ルナセイラは言葉を交わしながらずっと願い続けた。
「―――ルナ!今夜は早めに宿に入るんですよね?聞きたいことがあるんですが・・今・・いいですか?」
畏まった口調で後ろを歩いていたレインが会話が途切れたのを見計らってルナセイラを呼び止めた。
「勿論。構いませんよ!――――どうしましたか?」
愛想笑いをしながら割り込むレインをジト目で見つめたエディフォールだったが、空気を呼んでくれたのかすんなりと一歩下がる。

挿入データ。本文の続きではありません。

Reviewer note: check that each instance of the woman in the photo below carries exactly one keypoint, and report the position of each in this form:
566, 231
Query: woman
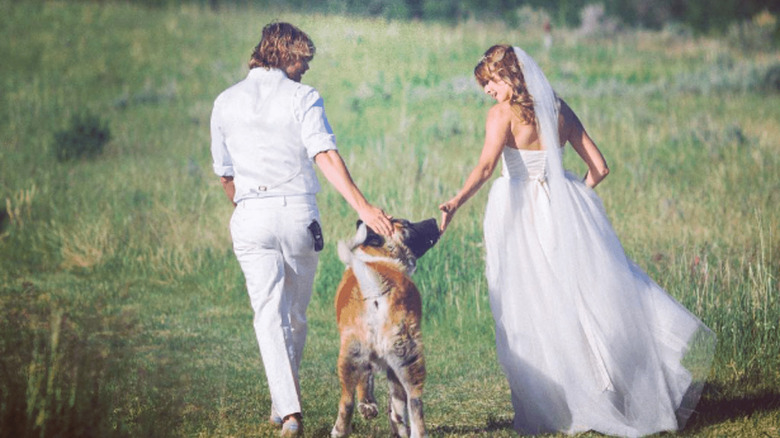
586, 339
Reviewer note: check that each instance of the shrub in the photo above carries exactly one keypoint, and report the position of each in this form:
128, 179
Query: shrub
84, 138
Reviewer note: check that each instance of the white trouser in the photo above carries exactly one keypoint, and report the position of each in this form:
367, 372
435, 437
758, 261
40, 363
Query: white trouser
275, 249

「その・・・・聖女様の加護は・・定期的に・・してもらえるんですか?」
「定期的・・・ですか?」
聖女の加護について全く考えていなかったわけではない。それでも、他に考えることは山積みであまり意識はしていなかった。
―――そっか・・確かに癒しの聖女のマジカルナイツからしてみたら加護を貰ったら自分のステータスが上がるのだもの・・定期的に欲しいに決まっているわよね・・・
与える側のルナセイラはそこまで考えていなかったが、今相手の戦力がいかほどなのかわからない以上、少しでも自分の能力を上げておきたい気持ちはわからなくはない。
「そうですね・・毎日できるかはお約束できませんが、夜時間がある時にはするようにしましょうか――」
「―――本当ですか?!ありがとうございます!!」
余程嬉しかったのだろうか。
満面の笑みを浮かべ、レインはルナセイラに抱き着きたいのを堪えるような仕草をしながらも、大きい声を上げて喜びを表現した。
「おい!街中で騒ぐんじゃない!迷惑だ!」
一歩後ろを歩いていたエディフォールが苛立ちをこめながらすかさず口を挟む。
「んあんだとぉ?―――っエディ!俺はお前より年上なんだぞ?偉そうに説教すんな!!」
先ほどまで愛想よく猫を被っていたレインだったが、エディフォールの説教で素のレインの口調が露になる。
「お二人とも喧嘩はお止めください!お行儀よくして頂けないのであれば、加護をする時間を作りませんよ!」
ルナセイラの言葉にギャーギャー喚き散らしていた二人の喧嘩はぴたりと止まる。
そのあまりの分かりやすい反応に、少し離れて様子を窺っていたサーシェンもヘラも「ぶふっ!!」と噴き出し堪えきれず笑い声を漏らすのだった。